2.2 Ingevolge artikel 13, zesde lid, van het AMAR, zoals dat ten tijde van de beslissing op bezwaar 2 luidde, kan de militair die is aangewezen voor het volgen van een initiële opleiding, daarvan door de commandant operationeel commando worden ontheven, indien hij niet voldoet aan de bij de opleiding gestelde eisen of indien ontheffing in het belang van de dienst of van de militair om andere redenen noodzakelijk is.
2.3 Nu de rechtbank van oordeel is dat de leerlingbeoordeling, waarbij eisers vaardigheden als onvoldoende zijn aangemerkt, stand kan houden, was verweerder 2 bevoegd eiser op grond van het bepaalde in artikel 13, zesde lid, van het AMAR te ontheffen van de initiële opleiding.

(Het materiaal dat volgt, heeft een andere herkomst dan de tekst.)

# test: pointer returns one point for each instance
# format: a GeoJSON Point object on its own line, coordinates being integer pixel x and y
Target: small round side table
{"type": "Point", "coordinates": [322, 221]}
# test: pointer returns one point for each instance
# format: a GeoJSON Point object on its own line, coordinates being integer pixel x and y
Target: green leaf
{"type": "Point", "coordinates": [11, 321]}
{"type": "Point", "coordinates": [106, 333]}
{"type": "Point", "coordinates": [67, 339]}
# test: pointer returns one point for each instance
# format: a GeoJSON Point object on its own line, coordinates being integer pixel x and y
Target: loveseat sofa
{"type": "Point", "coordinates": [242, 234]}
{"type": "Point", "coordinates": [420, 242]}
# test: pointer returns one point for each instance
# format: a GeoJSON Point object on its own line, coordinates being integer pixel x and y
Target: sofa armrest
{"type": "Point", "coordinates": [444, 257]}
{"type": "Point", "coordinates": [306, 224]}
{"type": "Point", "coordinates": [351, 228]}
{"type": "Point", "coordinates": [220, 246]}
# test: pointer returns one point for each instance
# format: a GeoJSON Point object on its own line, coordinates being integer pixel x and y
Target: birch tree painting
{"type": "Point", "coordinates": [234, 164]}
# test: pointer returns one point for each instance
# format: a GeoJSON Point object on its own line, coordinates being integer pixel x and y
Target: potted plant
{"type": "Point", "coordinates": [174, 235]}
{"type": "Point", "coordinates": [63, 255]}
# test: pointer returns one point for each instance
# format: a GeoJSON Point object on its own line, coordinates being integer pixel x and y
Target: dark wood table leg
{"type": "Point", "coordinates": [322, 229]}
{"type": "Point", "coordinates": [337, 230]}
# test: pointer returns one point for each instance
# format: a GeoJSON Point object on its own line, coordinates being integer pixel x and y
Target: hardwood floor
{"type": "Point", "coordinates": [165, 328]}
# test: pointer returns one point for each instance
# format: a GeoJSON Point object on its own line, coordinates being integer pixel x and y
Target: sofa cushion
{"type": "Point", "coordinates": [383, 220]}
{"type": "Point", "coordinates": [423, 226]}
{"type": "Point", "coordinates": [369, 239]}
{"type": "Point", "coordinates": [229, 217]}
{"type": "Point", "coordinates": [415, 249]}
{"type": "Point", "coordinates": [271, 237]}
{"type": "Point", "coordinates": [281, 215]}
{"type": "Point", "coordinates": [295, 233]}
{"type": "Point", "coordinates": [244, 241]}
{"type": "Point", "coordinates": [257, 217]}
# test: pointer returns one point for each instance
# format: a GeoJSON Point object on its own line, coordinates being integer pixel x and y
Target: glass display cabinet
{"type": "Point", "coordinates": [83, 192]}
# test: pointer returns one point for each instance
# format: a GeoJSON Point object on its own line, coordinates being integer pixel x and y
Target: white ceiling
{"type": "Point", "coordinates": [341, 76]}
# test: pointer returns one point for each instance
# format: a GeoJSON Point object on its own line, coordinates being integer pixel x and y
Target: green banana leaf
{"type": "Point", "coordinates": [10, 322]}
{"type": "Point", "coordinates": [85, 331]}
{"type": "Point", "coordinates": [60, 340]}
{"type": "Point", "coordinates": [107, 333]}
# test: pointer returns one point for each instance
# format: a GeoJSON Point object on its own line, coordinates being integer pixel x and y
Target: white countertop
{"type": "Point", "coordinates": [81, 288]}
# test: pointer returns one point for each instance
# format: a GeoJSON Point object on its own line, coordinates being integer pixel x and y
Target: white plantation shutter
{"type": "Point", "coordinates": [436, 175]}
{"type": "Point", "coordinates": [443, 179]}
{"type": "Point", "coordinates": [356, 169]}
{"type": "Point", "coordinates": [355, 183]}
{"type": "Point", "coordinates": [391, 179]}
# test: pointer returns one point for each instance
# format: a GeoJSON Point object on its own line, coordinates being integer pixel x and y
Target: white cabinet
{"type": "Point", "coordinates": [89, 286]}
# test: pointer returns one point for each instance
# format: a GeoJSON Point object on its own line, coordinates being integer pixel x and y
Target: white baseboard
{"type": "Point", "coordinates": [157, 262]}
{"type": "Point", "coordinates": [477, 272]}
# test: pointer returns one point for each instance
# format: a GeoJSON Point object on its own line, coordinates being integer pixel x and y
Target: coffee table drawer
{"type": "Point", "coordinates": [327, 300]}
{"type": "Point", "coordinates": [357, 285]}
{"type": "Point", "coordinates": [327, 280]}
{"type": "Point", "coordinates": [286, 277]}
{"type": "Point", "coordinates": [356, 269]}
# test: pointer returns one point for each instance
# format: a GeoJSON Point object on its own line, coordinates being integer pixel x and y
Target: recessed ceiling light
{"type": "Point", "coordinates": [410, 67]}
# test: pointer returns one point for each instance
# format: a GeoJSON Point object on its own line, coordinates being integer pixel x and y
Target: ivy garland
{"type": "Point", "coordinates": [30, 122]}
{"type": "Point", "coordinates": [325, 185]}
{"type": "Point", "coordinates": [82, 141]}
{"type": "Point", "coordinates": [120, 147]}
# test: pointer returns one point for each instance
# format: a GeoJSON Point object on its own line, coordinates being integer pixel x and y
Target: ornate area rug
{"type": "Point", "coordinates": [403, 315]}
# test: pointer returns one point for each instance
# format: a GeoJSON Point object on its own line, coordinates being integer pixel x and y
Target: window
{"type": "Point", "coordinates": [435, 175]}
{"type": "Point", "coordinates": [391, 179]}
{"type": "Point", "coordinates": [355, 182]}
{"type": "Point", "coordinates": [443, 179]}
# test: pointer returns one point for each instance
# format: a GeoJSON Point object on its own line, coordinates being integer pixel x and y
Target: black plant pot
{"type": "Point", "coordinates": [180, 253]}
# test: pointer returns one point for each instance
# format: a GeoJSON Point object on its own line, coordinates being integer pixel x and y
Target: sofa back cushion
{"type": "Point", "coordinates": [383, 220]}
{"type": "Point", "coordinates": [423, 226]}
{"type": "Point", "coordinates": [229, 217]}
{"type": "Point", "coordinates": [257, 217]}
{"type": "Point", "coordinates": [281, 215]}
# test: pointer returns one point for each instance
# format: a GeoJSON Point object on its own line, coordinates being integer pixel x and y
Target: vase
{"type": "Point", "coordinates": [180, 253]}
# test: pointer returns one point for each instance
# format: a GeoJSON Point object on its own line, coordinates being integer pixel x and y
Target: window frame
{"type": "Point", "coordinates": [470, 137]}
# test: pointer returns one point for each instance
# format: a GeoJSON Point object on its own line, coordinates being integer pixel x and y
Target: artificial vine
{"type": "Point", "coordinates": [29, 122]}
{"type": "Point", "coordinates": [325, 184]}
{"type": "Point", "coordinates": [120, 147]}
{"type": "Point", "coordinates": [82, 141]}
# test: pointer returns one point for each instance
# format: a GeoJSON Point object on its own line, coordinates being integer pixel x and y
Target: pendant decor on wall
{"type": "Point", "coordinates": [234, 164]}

2.4 Voor zover eiser met zijn stelling dat hem een dienstongeval is overkomen heeft beoogd aan te voeren dat verweerder 2 op grond daarvan in redelijkheid geen gebruik had mogen maken van zijn bevoegdheid om eiser te ontheffen volgt de rechtbank eiser hierin niet. Immers, zoals hiervoor reeds is overwogen, heeft verweerder zich terecht op het standpunt gesteld dat eiser ook op de niet-fysieke gezichtspunten van de beoordeling onvoldoende heeft gescoord om te kunnen slagen voor de opleiding INI-1.

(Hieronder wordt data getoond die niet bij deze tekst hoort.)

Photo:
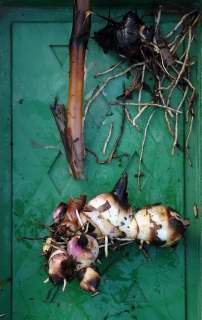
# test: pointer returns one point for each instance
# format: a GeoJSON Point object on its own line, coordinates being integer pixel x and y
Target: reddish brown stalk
{"type": "Point", "coordinates": [77, 50]}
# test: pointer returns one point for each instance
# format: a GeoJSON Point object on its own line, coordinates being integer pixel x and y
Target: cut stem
{"type": "Point", "coordinates": [77, 49]}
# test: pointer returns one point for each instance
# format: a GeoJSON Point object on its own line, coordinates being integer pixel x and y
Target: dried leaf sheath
{"type": "Point", "coordinates": [77, 49]}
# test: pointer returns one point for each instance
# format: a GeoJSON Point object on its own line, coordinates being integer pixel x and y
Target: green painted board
{"type": "Point", "coordinates": [34, 178]}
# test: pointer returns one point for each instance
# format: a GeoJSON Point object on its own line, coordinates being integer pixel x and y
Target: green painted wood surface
{"type": "Point", "coordinates": [34, 179]}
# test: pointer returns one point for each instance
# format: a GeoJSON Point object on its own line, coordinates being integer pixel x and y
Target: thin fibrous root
{"type": "Point", "coordinates": [105, 83]}
{"type": "Point", "coordinates": [115, 146]}
{"type": "Point", "coordinates": [187, 140]}
{"type": "Point", "coordinates": [147, 104]}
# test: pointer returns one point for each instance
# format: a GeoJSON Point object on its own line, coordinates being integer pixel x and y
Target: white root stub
{"type": "Point", "coordinates": [160, 225]}
{"type": "Point", "coordinates": [155, 224]}
{"type": "Point", "coordinates": [112, 219]}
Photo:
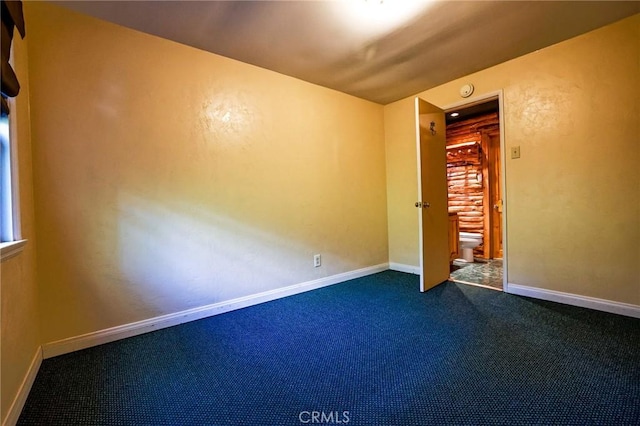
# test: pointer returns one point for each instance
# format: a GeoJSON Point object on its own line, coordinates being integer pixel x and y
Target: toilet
{"type": "Point", "coordinates": [469, 241]}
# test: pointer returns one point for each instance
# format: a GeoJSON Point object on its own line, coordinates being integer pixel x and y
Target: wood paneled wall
{"type": "Point", "coordinates": [468, 174]}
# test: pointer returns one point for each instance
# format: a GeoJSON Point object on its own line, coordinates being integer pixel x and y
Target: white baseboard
{"type": "Point", "coordinates": [401, 267]}
{"type": "Point", "coordinates": [25, 387]}
{"type": "Point", "coordinates": [88, 340]}
{"type": "Point", "coordinates": [610, 306]}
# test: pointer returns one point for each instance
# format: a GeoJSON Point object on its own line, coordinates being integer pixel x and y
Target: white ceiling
{"type": "Point", "coordinates": [323, 42]}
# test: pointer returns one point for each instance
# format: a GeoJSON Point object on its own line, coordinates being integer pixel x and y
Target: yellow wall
{"type": "Point", "coordinates": [20, 338]}
{"type": "Point", "coordinates": [168, 178]}
{"type": "Point", "coordinates": [574, 195]}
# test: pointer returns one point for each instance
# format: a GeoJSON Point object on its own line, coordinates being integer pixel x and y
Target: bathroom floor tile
{"type": "Point", "coordinates": [485, 272]}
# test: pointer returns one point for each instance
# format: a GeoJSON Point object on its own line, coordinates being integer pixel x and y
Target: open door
{"type": "Point", "coordinates": [432, 193]}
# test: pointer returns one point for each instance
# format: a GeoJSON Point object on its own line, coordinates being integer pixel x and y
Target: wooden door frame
{"type": "Point", "coordinates": [499, 95]}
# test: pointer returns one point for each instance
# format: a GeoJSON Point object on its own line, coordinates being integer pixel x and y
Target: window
{"type": "Point", "coordinates": [6, 214]}
{"type": "Point", "coordinates": [10, 243]}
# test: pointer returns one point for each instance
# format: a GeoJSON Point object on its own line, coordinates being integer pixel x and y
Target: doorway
{"type": "Point", "coordinates": [475, 191]}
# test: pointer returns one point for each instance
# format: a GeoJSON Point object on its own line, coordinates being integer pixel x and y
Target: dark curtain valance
{"type": "Point", "coordinates": [11, 18]}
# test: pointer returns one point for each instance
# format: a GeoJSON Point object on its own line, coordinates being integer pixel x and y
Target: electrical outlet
{"type": "Point", "coordinates": [515, 152]}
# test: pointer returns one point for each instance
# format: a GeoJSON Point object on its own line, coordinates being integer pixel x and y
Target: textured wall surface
{"type": "Point", "coordinates": [168, 178]}
{"type": "Point", "coordinates": [573, 198]}
{"type": "Point", "coordinates": [18, 286]}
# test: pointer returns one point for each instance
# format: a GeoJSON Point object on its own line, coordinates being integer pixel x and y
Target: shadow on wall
{"type": "Point", "coordinates": [175, 256]}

2.5 De rechtbank concludeert dat ook het bestreden besluit 2 in rechte stand houdt.
3. Ten aanzien van besluit 3.
3.1 Ingevolge artikel 39, tweede lid, aanhef en onder h, van het AMAR kan aan de militair ontslag verleend worden wegens ontheffing van de initiële opleiding tot het volgen waarvan hij bij zijn aanstelling is aangewezen, om reden dat hij niet voldoet aan de bij de opleiding gestelde eisen.
3.2 Het bepaalde in de artikelen 13, zesde lid, van het AMAR en 39, tweede lid, aanhef en onder h, van het AMAR staat er niet aan in de weg dat een besluit tot ontheffing van de initiële opleiding en een ontslagbesluit op grond van die ontheffing op dezelfde datum worden genomen. De rechtbank stelt in dat verband vast dat verweerder daarbij de in artikel 47, derde lid, van het AMAR genoemde ontslagtermijn in acht heeft genomen.
3.3 Nu de rechtbank, zoals hiervoor is overwogen, van oordeel is dat de ontheffing van eiser van de initiële opleiding stand kan houden, was verweerder 3 bevoegd eiser per 1 mei 2006 ontslag te verlenen op de grondslag dat hij is ontheven van de initiële opleiding om reden dat hij niet voldoet aan de bij de opleiding gestelde eisen.
3.4 Hetgeen eiser in beroep heeft aangevoerd leidt niet tot de conclusie dat verweerder 3 bij afweging van de betrokken belangen in redelijkheid geen gebruik had mogen maken van zijn bevoegdheid eiser eervol ontslag te verlenen. Weliswaar is eiser slechts een korte periode in opleiding geweest, maar zoals hiervoor overwogen is eiser tijdig gewezen op zijn tekortkomingen en heeft dit niet tot verbetering geleid. Gelet op het feit dat eiser in die weliswaar korte opleidingsperiode op geen enkel gezichtspunt een voldoende heeft weten te behalen, hoefde verweerder 3 er ook niet van uit te gaan dat eiser alsnog in staat zou zijn de opleiding met voldoende resultaat te voltooien. Verweerder mocht aan het belang van de dienst een zwaarder gewicht toekennen dan aan het belang van eiser om de opleiding voort te zetten.
3.6 Het beroep tegen besluit 3 is ongegrond.
4. Voor een proceskostenveroordeling bestaat geen aanleiding.
III. Beslissing
De Rechtbank 's-Gravenhage,
RECHT DOENDE:
verklaart de beroepen ongegrond.
Rechtsmiddel
Tegen deze uitspraak kan binnen zes weken na verzending daarvan hoger beroep worden ingesteld bij de Centrale Raad van Beroep.
Aldus gegeven door mr. T. Sleeswijk Visser-de Boer en in het openbaar uitgesproken op 11 december 2007, in tegenwoordigheid van de griffier mr. J.A. Leijten.